La Bce e il taglio dei tassi: la tela di Lagarde per difendere euro, prezzi e l’Italia
Da presidente della Banca centrale europea, Christine Lagarde non è partita bene nel suo rapporto con l’Italia. A inizio marzo 2020, con il Paese travolto dalla pandemia, fece crollare i titoli di Stato di Roma e i mercati in tutta Europa dicendo semplicemente: «Non siamo qui per chiudere gli spread». Persino il presidente Sergio Mattarella protestò. Da allora criticare Lagarde in Italia è diventato un hobby della politica, uno di quegli sport della domenica nei quali è impossibile perdere di fronte alla giuria dell’opinione pubblica. Così a ogni ritocco dei tassi della Bce è seguito un coro di lamenti, soprattutto dei ministri dell’attuale governo, persino quando un anno e mezzo fa l’inflazione in Italia sfiorava il 12%.
Sono passati inosservati invece certi dettagli che la svolta di politica monetaria di ieri potrebbe anche ricordare. Non tanto che dall’inizio della pandemia la Bce ha comprato 300 miliardi di debito pubblico italiano, senza i quali il Paese sarebbe saltato. Quella è stata la parte politicamente facile, un sostegno senza limiti e a tassi a zero. Più difficile è quel che è venuto dopo, fino a ieri: una serie di dieci aumenti dei tassi (più 4,5%) e il ritiro di 2.400 miliardi di euro di liquidità del bilancio della banca centrale in meno di due anni, senza che l’Italia abbia attraversato un solo momento di vero tremore mentre il debito saliva di altri 150 miliardi. Dal maggio dell’anno scorso la Bce ha lasciato scadere, senza ricomprare, titoli di Roma per quasi 50 miliardi; eppure lo scarto di rendimento con Berlino, invece di esplodere, è sceso.
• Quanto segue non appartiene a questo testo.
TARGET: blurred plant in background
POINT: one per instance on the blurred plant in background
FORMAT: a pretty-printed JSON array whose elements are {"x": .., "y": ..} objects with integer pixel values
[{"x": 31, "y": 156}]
Possibile? Tanta calma non si spiega solo con la prudenza delle politiche di bilancio, non in un Paese che da quattro anni inanella solo abnormi deficit a livelli da tarda prima repubblica e ha venti miliardi di tagli delle tasse in deficit a scadenza rinnovabile. Più probabile che abbiano contato, dimenticate in Italia, due scelte della Bce di Lagarde. La prima è arrivata all’inizio della stretta monetaria, proprio per renderla possibile: è bastato annunciare il «Transmission protection mechanism» (Tpi), acquisti di titoli dei Paesi in difficoltà, per rassicurare in anticipo i mercati senza spendere un solo euro. La seconda mossa riguarda la scelta di comprare titoli italiani nel programma di interventi varati in pandemia, anche quando la Bce riduceva le posizioni su altri Paesi: scadono Bund tedeschi e con la liquidità che ne risulta la banca centrale compra altro debito di Roma.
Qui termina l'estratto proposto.